“Naturalizing the Digital”
“Sculpture’s prerogative is to confront us with the fact of our material, physical, bodily reality, making that fact available to thought and feeling — and making it sociable, an open secret shared with others in a common space.” Peter Schjeldahl
We modern humans are inclined to rationalize and digitize our environment. We delineate boundaries, build boxes, and design grids. Even our language can be viewed as a way of capturing ideas and feelings into discreet packages of information that are words.
Nature, on the other hand, has no such discreet boundaries. It is clearly Analogue. Its language consists of forces, processes, and materials. Discreet objects grow or crystallize from the energy of the universe.

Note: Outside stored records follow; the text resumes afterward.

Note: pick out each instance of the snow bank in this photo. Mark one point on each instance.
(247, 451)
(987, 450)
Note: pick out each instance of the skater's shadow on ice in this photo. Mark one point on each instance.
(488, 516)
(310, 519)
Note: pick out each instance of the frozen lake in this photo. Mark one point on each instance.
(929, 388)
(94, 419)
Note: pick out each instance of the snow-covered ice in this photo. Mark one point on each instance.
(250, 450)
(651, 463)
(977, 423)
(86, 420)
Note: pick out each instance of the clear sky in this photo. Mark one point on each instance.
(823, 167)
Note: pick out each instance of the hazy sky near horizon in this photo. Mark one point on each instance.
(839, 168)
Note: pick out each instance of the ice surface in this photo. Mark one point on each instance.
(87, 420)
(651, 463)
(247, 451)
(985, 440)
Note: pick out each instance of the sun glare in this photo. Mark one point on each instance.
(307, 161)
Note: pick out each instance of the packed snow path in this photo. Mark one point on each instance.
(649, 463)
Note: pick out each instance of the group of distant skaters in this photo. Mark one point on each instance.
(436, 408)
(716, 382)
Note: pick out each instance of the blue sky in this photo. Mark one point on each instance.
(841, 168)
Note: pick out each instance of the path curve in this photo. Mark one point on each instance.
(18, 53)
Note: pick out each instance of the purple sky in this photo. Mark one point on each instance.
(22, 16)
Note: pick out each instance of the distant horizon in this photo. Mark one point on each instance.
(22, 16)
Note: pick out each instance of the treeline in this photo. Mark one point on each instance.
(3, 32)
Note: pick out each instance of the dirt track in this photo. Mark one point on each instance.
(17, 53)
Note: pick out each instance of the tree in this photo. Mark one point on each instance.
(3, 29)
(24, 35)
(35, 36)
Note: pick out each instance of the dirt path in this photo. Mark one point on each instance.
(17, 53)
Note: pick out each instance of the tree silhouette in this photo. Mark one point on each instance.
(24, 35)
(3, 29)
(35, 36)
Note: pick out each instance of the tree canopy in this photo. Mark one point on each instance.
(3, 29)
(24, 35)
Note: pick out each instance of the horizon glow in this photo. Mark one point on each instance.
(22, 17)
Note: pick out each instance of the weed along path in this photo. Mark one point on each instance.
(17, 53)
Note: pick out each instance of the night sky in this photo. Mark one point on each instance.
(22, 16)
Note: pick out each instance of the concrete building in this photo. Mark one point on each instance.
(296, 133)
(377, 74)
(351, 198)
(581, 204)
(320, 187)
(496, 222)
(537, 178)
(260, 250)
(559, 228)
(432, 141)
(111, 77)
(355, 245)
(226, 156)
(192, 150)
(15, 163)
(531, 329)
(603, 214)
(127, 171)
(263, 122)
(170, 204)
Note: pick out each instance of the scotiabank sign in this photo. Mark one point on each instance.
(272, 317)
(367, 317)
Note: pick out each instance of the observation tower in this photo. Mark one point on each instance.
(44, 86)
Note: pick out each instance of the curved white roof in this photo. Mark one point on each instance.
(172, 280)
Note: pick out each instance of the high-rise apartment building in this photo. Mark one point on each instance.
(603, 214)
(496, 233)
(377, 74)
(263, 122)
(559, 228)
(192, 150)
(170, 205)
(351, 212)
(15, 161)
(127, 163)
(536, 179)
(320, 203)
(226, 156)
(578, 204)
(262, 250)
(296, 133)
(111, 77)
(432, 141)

Art can be viewed as the thing that reaches back from our rational constructions to bring meaning to our place in the natural world. Writers, poets, and musicians create analogue like flows of words to remind us of our true nature. Makers also reconfigure discreet materials into analogue expressions that resonate with our connection to the world.
I try to make sculptures that appear as if they grew from the interaction of natural forces and human intention.
The sculptures exploit the physicality of form and materials to confront the viewer with their connection to the natural world. They also encourage the viewer to experience preverbal feelings about growth processes and to consider ideas of origin and potential. As our evolution, through the advent of digital and virtual technology grows, I find myself compelled to emphasize the importance of our natural and physical environments.
While I continue to explore and utilize digital processes, I do it with the express goal to underscore the physical and analogue characteristics of existence.